And “Uncle Wolf” would laugh with a half-smile, so that he would almost seem reborn! He would often say: “If you ever want any advice, my dear wolf grandchildren, I’m always here for you and would be more than happy to help you…” And he would start: ” Confuse the prey and then seize it vigorously and firmly by the neck, the neck! And don’t let go until it’s nice and dead. When it’s nice and dead!”

       And one day when the old wolf was gnawing away at a wing he had found, he heard someone calling him: “Uncle Wolf, Uncle Wolf!”

       It was a polecat. She was very cunning and very young, with a long snout, and was jumping around exhaustedly. And out of shame, Uncle Wolf hastily buried the wing he had found.

       Then, on seeing the polecat, he started to mumble:  “Your shrill little voice made me lose an enormous young stag that…damn you; I would have had food for at least a month or more! He’s gone now, I’ll never catch him up!”

       “I’m sorry Uncle Wolf, how did I know? Damn, what bad luck; the stag got away, and I could have done with eating a bit as well!”

       “Oh yes, of course I would have given you some as well, polecat granddaughter. I’m not a villain, me. Ah, what a stag it was too. I almost had it, you know?”

       “I’m sorry Uncle Wolf; I’m mortified”, but meanwhile she was turning her head this way and that, just in case the stag was still on the horizon.

       Uncle Wolf scratched his eye with a bald paw.

       “Uncle Wolf, I came to offer you a deal…”

       Weakened by hunger, Uncle Wolf curled up his snout.

       “Lots of sheep and white, white lambs…”

       Uncle Wolf opened his sick eyes wide.

       “Oh, there is something I must warn you about… before I tell you the details. It’s an understanding between the two of us. Otherwise you know what often happens- you divide up wealth, and it turns into poverty!”
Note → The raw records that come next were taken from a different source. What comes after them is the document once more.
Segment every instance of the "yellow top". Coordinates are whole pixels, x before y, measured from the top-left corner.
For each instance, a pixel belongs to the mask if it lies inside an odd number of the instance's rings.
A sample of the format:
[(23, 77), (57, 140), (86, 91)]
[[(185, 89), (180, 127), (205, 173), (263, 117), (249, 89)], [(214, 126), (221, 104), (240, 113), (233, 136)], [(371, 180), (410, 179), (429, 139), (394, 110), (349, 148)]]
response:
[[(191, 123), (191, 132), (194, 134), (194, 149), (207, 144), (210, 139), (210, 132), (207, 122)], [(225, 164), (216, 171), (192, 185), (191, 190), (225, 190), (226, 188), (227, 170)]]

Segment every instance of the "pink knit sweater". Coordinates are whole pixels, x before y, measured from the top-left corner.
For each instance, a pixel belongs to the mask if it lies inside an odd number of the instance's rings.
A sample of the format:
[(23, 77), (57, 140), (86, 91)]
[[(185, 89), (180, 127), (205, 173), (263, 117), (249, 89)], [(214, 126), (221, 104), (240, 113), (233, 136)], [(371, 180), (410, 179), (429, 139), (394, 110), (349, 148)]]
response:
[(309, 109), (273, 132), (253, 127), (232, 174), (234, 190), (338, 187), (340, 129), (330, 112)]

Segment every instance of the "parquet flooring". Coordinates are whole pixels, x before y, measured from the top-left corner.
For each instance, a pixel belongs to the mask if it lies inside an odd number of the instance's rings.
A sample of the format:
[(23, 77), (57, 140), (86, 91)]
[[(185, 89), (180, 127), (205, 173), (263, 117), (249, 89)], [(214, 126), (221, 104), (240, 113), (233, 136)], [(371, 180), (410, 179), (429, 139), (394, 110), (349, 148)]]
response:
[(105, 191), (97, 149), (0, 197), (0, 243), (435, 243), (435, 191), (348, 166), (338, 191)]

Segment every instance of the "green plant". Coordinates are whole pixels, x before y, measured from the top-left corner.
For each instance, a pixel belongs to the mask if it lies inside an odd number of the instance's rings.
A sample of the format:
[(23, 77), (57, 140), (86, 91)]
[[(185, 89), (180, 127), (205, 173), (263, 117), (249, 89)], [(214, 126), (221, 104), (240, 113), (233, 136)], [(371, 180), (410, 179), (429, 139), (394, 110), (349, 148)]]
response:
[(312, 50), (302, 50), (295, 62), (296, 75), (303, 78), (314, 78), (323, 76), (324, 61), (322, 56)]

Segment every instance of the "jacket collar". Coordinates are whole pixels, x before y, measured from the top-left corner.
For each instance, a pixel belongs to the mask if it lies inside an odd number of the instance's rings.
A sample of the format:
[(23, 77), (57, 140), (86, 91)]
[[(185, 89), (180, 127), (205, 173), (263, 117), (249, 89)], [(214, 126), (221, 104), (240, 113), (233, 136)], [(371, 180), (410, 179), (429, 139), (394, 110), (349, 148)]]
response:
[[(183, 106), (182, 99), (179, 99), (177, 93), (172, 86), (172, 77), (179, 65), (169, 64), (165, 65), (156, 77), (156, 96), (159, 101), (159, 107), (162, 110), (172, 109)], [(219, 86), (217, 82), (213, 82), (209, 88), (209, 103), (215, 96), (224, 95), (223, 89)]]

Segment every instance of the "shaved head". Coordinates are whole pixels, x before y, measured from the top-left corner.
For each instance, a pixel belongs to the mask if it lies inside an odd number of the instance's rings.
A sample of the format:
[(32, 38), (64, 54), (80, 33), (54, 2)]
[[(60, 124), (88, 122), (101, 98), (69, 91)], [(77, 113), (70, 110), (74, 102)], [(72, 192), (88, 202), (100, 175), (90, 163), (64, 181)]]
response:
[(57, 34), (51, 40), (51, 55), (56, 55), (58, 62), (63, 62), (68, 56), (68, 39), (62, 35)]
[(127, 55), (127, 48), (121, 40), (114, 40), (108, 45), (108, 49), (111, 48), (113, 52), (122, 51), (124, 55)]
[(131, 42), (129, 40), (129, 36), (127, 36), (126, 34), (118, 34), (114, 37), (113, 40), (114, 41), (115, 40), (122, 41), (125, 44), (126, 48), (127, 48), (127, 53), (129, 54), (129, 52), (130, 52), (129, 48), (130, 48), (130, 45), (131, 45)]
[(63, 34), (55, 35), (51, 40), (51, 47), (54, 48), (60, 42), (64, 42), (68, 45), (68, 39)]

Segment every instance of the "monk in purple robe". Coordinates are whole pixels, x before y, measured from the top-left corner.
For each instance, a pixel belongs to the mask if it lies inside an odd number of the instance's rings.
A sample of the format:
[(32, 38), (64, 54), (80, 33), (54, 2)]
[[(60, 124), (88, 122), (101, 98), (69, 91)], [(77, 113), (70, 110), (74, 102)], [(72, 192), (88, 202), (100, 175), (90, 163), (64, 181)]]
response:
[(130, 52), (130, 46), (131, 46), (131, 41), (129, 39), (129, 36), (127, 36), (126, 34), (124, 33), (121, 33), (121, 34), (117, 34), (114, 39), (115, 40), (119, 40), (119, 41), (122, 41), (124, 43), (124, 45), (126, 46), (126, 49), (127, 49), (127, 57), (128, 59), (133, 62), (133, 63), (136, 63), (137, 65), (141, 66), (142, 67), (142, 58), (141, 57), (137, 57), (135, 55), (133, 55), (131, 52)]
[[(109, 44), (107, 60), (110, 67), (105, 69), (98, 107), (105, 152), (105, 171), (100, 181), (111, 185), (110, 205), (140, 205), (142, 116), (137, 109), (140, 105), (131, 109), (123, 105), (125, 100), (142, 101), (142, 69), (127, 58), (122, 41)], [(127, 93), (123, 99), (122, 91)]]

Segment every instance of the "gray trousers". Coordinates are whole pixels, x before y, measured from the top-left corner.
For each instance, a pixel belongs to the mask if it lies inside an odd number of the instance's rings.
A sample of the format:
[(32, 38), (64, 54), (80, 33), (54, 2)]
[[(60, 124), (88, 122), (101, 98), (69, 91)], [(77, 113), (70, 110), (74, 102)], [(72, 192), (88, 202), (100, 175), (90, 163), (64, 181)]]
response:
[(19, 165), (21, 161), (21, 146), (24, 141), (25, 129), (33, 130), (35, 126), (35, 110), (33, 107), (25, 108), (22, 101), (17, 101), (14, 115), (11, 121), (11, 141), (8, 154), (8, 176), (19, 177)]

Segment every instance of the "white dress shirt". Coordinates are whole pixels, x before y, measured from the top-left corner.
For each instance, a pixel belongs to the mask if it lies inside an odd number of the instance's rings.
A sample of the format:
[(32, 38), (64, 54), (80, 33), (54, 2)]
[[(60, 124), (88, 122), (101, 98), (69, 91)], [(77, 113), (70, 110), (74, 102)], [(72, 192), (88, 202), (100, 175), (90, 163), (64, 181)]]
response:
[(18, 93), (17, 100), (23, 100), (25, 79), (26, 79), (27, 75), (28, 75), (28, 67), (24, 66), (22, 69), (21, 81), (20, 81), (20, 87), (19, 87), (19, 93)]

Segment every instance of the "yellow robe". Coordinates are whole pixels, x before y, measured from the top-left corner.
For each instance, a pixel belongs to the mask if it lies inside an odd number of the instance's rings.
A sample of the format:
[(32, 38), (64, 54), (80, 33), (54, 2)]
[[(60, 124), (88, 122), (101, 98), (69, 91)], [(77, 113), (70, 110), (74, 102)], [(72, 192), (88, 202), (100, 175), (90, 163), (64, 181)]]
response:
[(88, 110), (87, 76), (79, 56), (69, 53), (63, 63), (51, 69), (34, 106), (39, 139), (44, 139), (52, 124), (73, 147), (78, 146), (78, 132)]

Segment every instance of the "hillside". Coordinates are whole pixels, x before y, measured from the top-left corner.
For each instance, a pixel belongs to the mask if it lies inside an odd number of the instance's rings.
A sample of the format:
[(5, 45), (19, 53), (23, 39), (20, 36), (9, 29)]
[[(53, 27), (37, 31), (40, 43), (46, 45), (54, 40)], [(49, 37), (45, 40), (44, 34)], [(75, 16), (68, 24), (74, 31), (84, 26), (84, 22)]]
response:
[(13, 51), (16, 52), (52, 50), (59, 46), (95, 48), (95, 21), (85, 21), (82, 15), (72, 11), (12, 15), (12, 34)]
       Uncle wolf pretended to be barely listening.

       The polecats tiny eyes twinkled like stars on a dark night, and she went on to say: ” An infinity of sheep and tender, tender white, white lambs, all in the middle of a farmyard bleating so loudly that it’s the very sheep and lambs that ask you to eat them…”

       “Yes, that’s true! Often it is they who call you!”

       “And then when you have them in your grasp and you tear into them, they bleat so much that you almost feel pity for them. Anyway, I’ve counted them; there are thirty nice fat sheep and seven nice little lambs. But there is a but. The farmer’s house is close by. If the house with the farmer in it hadn’t been there, I would have eaten at least one little lamb by now.”

       “And as I am so small and can’t do everything on my own, I have come to ask for your help, as I know that you know exactly what to do. You have a lot of experience in these matters!”

       “My dear granddaughter, I’m grateful for your offer, but here where I live, I don’t want to… ,but even when things aren’t going for the best, I still manage to skin a nice big hare every three days, I’ve just eaten the last piece, and if you had come earlier I’d have given you some. I have very little strength in my teeth, but talent, I still have a lot of, I can assure you! I have so much talent that I survive quite nicely. Oh yes, talent is valuable, sometimes more than strength”

       “Oh yes, I know. That’s why I came to you. I could just as easily have gone to Crooked-Eye fox, who lives in the third den on right paw, going towards the spring; the third den on right paw, the one right next to the olive tree.”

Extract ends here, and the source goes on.